Hahn spoke to media alongside Serbian president Aleksandar Vucic and his Kosovar counterpart Hashim Thaci.

Both men have, in recent months, begun openly discussing the idea of a new territorial accord.

The changes would likely involve giving the Presevo Valley, an ethnic Albanian area in southern Serbia, to Kosovo in return for handing ethnic Serb areas in northern Kosovo to Serbia.

A deal could help normalise relations 20 years after the war ended, paving the way for EU accession down the line.

But it could stir instability in the Western Balkans if other minorities, such as Croats and Serbs in Bosnia or Albanians in Macedonia, also tried to change borders for the sake of ethnic purity.
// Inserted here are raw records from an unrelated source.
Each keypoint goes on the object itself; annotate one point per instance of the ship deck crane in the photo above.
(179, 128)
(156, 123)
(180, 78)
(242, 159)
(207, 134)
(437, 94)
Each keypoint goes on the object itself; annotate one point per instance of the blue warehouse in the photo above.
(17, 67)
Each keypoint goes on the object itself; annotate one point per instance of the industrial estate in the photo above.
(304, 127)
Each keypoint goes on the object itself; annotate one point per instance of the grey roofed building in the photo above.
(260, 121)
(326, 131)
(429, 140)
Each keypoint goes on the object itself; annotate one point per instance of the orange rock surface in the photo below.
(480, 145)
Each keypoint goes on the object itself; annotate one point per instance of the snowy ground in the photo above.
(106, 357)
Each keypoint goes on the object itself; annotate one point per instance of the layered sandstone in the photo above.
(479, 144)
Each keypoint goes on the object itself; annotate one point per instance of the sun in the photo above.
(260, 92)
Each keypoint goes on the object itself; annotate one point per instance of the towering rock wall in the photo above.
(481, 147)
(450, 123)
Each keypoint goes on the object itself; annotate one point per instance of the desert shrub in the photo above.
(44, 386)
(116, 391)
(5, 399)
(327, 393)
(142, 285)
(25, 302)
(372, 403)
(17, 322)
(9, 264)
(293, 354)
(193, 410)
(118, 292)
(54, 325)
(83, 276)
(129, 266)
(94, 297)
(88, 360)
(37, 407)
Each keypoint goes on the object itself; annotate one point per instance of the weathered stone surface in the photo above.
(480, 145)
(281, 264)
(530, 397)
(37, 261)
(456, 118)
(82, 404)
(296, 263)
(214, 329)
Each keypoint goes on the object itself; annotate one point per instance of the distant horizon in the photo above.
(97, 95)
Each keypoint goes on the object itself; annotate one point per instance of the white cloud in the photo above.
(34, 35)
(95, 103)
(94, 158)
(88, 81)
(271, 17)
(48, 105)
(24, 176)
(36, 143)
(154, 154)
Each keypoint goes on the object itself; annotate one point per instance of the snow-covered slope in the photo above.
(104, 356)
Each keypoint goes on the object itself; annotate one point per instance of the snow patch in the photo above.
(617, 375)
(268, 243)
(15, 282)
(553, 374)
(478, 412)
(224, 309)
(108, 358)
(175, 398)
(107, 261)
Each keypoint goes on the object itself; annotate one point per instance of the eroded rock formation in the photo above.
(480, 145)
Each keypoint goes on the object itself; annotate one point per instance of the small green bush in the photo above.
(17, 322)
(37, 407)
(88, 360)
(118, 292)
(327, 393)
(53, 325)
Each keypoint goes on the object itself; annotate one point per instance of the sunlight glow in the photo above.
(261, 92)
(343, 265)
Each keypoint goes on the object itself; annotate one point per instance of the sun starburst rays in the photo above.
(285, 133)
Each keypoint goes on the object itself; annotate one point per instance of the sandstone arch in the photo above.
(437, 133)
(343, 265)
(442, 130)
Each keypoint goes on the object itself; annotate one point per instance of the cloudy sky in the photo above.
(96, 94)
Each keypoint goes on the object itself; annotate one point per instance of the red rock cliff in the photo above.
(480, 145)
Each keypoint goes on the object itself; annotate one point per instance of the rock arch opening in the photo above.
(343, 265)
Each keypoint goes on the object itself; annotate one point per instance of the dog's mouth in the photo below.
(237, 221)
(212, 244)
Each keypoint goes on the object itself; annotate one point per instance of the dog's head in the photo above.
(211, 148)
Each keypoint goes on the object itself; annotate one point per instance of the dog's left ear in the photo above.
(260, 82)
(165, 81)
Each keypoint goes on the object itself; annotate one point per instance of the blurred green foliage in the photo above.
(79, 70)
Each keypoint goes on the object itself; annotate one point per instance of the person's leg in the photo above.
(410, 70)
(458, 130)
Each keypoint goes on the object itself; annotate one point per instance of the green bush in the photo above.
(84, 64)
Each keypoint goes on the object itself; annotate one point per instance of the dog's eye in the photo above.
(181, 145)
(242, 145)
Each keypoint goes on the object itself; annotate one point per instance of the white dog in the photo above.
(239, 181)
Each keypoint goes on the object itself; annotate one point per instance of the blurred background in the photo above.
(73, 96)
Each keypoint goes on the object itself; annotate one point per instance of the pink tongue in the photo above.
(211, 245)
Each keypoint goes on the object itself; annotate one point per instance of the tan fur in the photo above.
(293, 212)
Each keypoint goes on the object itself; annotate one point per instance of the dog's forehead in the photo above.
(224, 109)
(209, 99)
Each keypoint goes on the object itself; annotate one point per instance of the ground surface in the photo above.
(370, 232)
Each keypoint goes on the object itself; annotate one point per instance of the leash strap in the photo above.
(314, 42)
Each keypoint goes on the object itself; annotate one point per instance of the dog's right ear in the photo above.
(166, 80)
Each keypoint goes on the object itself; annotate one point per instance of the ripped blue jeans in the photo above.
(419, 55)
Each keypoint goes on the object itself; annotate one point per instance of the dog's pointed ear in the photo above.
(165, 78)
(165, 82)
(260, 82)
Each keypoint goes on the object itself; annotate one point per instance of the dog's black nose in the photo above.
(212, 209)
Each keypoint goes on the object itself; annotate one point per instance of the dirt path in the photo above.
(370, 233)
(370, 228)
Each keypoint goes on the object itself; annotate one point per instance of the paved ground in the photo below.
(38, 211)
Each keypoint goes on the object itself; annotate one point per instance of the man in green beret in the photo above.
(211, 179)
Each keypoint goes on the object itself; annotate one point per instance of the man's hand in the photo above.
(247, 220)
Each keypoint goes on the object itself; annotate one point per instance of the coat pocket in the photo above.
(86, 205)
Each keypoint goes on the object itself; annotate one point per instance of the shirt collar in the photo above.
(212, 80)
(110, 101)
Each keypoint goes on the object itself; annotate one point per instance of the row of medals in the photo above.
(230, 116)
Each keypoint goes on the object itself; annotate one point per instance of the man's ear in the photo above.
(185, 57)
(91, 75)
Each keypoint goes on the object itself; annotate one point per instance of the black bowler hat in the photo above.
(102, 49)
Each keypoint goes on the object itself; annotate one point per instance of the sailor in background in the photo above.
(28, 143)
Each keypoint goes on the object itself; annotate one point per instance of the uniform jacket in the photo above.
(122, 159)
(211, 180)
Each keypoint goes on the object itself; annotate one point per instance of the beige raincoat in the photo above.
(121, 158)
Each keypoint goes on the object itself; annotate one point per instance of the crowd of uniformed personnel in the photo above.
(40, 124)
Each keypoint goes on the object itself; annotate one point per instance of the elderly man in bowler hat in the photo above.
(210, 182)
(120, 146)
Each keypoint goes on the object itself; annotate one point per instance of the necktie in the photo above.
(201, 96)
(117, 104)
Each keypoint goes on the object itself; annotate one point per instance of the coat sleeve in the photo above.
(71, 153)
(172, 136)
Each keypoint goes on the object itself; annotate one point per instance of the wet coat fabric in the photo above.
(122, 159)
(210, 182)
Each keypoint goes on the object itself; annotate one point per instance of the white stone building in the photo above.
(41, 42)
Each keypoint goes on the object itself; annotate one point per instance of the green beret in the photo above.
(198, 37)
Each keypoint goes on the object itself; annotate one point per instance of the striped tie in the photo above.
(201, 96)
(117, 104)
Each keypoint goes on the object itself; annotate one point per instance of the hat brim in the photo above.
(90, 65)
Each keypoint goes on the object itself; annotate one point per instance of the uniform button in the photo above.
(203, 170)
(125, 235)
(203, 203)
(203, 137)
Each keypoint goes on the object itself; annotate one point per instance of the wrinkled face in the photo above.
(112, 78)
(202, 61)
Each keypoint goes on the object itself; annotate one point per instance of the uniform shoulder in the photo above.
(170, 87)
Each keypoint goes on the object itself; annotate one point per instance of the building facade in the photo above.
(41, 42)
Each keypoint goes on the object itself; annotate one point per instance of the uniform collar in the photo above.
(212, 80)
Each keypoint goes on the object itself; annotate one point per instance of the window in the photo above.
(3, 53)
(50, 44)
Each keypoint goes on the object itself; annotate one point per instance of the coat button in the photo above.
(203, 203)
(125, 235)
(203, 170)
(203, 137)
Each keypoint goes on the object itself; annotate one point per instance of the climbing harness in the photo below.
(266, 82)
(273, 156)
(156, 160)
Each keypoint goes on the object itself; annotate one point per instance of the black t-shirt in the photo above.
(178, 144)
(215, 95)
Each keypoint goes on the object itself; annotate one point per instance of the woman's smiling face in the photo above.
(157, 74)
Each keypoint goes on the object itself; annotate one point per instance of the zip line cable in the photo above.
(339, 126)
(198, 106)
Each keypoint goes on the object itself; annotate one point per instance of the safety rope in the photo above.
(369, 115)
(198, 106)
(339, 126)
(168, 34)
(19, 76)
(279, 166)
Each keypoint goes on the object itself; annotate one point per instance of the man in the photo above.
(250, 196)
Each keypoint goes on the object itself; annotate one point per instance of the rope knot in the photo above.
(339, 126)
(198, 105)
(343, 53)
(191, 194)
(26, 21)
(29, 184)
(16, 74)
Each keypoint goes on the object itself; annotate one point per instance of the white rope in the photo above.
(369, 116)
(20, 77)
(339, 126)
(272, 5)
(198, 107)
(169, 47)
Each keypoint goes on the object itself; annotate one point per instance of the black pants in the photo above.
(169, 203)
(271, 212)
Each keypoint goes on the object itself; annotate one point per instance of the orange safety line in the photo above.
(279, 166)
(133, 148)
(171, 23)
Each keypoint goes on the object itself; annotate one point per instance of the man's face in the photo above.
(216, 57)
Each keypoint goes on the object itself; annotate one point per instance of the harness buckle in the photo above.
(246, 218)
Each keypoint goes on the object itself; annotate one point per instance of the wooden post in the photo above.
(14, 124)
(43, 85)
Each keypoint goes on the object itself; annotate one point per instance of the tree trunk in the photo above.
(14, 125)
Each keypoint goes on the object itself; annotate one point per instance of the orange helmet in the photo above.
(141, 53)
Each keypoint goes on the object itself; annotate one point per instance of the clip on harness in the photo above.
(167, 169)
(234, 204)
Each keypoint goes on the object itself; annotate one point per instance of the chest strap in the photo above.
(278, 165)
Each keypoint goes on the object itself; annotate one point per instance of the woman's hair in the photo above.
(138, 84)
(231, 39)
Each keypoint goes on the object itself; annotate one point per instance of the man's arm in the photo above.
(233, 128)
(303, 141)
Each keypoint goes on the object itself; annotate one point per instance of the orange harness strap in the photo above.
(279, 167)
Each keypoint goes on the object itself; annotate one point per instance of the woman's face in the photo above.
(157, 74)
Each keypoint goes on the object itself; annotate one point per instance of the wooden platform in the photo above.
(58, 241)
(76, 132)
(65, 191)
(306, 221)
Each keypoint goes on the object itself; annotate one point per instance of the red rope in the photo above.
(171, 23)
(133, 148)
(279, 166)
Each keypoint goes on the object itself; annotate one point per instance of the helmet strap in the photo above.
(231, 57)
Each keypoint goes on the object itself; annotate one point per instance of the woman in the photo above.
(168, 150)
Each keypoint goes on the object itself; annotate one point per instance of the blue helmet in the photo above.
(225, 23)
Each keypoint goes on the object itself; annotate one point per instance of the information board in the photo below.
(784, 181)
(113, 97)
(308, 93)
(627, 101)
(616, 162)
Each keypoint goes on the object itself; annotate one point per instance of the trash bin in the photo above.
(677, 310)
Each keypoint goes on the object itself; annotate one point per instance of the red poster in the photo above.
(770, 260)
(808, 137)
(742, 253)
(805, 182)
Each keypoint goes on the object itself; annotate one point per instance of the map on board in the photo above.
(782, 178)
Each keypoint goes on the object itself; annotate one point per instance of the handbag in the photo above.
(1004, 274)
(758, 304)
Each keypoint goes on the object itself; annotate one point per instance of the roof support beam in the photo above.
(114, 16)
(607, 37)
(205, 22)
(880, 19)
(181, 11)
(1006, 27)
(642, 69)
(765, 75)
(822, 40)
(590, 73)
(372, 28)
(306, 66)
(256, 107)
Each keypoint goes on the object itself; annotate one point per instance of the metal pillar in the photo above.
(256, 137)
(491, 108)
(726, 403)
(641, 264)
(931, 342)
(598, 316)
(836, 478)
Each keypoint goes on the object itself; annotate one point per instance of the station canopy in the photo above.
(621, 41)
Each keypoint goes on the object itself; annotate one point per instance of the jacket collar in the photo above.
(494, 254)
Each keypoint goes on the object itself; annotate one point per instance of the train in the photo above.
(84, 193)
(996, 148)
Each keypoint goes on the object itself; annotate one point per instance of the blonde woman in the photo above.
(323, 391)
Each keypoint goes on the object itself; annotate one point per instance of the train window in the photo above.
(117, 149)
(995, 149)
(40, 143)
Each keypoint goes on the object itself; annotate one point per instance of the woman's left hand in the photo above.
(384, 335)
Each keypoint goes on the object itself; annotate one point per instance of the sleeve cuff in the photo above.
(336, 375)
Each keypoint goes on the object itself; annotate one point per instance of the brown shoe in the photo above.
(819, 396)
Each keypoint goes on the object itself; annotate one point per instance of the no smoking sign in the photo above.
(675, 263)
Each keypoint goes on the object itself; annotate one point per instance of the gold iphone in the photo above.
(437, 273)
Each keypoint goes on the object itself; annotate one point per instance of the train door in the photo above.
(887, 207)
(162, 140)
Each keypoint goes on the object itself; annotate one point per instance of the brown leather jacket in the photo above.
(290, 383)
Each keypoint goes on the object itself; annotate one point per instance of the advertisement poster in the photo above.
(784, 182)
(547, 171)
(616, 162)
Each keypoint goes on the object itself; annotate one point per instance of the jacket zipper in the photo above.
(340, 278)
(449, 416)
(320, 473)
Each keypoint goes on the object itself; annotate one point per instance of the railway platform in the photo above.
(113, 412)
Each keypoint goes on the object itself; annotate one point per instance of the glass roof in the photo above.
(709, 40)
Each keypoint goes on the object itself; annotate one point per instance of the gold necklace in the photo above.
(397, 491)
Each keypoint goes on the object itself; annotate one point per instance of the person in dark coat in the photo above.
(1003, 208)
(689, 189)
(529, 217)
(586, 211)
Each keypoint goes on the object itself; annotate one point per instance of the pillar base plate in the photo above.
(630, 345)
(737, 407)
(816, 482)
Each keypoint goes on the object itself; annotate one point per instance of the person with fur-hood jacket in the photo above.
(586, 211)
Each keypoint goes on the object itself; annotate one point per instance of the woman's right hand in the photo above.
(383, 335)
"We want to reassure our neighbour countries, EU member states, and other countries in the world, not to be afraid of a potential peaceful agreement between Kosovo and Serbia, even if such a deal implies a border correction," Kosovo's Thaci said on Saturday.

"We are not problematic guys - we are trying to do an agreement," he said.

Serbia's Vucic described the status quo as a "frozen conflict."

"Someone one day will de-freeze it and then we'd have a war. And none of us wants a war," he said in Alpbach.

Merkel's law

The EU commissioner's comments flew in the face of the German and UK position on the issue.

"The territorial integrity of the states of the Western Balkans has been established and is inviolable," German leader Angela Merkel said in Berlin on 13 August after meeting Bosnian president Denis Zvizdic.

"This has to be said again and again because again and again there are attempts to perhaps talk about borders and we can't do that," she said.

The UK ambassador to Kosovo, Ruairi O'Connell, told Kosovo's T7 broadcaster on 15 August that "borders are written in words, but they change with bullets".

The US and the EU have in the past walked in lockstep on Western Balkans policy after Nato intervention helped to end the 1990s wars there.

US switch

But the White House went against Merkel on Friday, when John Bolton, US president Donald Trump's national security advisor, also backed a potential border change.

"If the two parties can work it out between themselves and reach agreement, we don't exclude territorial adjustments," Bolton said while in Kiev on 24 August.

"We wouldn't stand in the way, and I don't think anybody in Europe would stand in the way, if the two parties to the dispute reached a mutually satisfactory settlement," he said.

With Russia and China opposed to Balkans border changes, the EU commission's Hahn said in Alpbach that EU states had a "responsibility" to play a leading role in conflict resolution.

"It's our task, our responsibility to care about European countries and not to leave it to other parties, third parties somewhere in the world," Hahn said.